An increasing number of countries are on the verge of eliminating malaria. In 2014, 13 countries reported zero cases of the disease and 6 countries reported fewer than 10 cases. The fastest decreases were seen in the Caucasus and Central Asia, which reported zero cases in 2014, and in Eastern Asia.
In 2015, there were an estimated 214 million new cases of malaria, and approximately 438,000 people died of this preventable and treatable disease. About 3.2 billion people - almost half of the world's population - are at risk of malaria.
"Malaria kills mostly young children, especially those living in the poorest and most remote places. So the best way to celebrate global progress in the fight against it is to recommit ourselves to reaching and treating them," said UNICEF Executive Director Anthony Lake. "We know how to prevent and treat malaria. Since we can do it, we must."
A number of donor governments have made the fight against malaria a high global health priority. In the United States of America, the President's Malaria Initiative has mobilized hundreds of millions of dollars for treatment and prevention, while the government of the United Kingdom tripled its funding for malaria control between 2008 and 2015.
Many governments have also channeled their investments through the Global Fund to Fight AIDS, Tuberculosis and Malaria or directly to countries.
New research from the Malaria Atlas Project, a WHO Collaborating Centre based at the University of Oxford, shows that ITNs have been by "far the most important intervention" across Africa, accounting for an estimated 68 per cent of malaria cases prevented since 2000.
ACTs and indoor residual spraying contributed to 22 per cent and 10 per cent of cases prevented, respectively. The research, published yesterday in the journal Nature, provides strong support for increasing access to these core interventions in post-2015 malaria control strategies.

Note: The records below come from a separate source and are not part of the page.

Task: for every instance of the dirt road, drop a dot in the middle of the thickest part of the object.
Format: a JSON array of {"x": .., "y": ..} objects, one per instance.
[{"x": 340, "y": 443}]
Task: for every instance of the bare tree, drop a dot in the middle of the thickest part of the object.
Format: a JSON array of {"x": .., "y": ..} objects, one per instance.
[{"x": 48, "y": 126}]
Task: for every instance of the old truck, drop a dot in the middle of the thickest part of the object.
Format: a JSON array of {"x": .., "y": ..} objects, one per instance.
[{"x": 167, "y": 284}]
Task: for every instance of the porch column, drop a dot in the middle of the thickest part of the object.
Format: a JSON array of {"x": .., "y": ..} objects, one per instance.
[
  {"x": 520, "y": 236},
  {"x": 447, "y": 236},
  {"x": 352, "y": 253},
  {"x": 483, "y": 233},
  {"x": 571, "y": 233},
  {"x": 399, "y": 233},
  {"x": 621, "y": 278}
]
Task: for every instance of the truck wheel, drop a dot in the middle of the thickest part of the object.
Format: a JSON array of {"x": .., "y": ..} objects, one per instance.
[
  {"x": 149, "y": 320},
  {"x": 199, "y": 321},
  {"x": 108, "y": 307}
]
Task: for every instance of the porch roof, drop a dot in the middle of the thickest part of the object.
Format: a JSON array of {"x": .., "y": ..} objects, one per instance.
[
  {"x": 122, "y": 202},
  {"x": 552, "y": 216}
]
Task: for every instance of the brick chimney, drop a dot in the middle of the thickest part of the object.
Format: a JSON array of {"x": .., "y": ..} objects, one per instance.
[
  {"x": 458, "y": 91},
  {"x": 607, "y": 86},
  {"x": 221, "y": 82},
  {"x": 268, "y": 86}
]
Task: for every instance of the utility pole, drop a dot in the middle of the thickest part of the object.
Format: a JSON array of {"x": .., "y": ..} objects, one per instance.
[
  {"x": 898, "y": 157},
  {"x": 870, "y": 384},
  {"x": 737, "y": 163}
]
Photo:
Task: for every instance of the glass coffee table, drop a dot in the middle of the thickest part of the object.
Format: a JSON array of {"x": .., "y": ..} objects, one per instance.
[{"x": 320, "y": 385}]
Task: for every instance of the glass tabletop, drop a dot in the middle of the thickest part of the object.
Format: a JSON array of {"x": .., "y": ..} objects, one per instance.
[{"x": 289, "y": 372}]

In May 2015, the World Health Assembly adopted the WHO Global Technical Strategy forMalaria, a new 15-year road map for malaria control. The strategy aims at a further 90 per cent reduction in global malaria incidence and mortality by 2030.
The WHO- UNICEF report notes that these targets can only be achieved with political will, country leadership and significantly increased investment. Annual funding for malaria will need to triple-from $2.7 billion today to $8.7 billion in 2030.